Conservation groups like the Western Watersheds Project and the Center for Biological Diversity are accusing federal agencies like the Department of the Interior and the Bureau of Land Management of attacking public lands, using COVID-19 as a smokescreen.
SUWA
This area of Utah's Grand Staircase-Escalante National Monument shows the results of mechanical clearing, also called "mastication," of underbrush to create areas for grazing cattle.

A Center for Western Priorities study found that the Interior Department has issued 57 separate actions since March 6, when President Donald Trump signed the first COVID-19 emergency bill. Erik Molvar, the executive director of the Western Watersheds Project, said Interior released the Great Basin Fuel Breaks Project last week. According to Molvar, the project would destroy thousands of acres of sage grouse habitat in Utah and do little to control wildfires.

“The reality is that during extreme fire weather, these fuel breaks don't mean anything,” he said. “They don't actually stop anything. These fires can spot a mile or two over any barrier. It's foolish to think that clearing a fuel break actually does anything.”

Molvar believes the real purpose of clearing the land is to provide more acres for ranchers to graze their livestock. 

Robin Silver, with the Center for Biological Diversity, said his organization filed a lawsuit this week against the Bureau of Land Management for failing to protect the San Pedro Riparian National Conservation Area from livestock grazing. 

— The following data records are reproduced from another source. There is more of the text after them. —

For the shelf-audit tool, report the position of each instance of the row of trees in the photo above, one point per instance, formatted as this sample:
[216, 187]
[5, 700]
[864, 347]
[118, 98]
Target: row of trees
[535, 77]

“While they're pretending they can't drive around in their trucks with masks on, the cowboys aren't pulling their cows off, the loggers aren't stopping cutting trees,” Silver said. “So, there's all this other stuff going on under the cover of COVID."

Federal officials say they are following all applicable notification and public-comment rules in issuing the new regulations, but Molvar said that public input has been all but removed from the debate over public lands.

“The idea that the public is having any voice at all in the management of the public lands has become a complete fiction under this administration."

The San Pedro riparian area in southern Arizona is home to more than eight protected or endangered species and is also the traditional territory of several Native American tribes.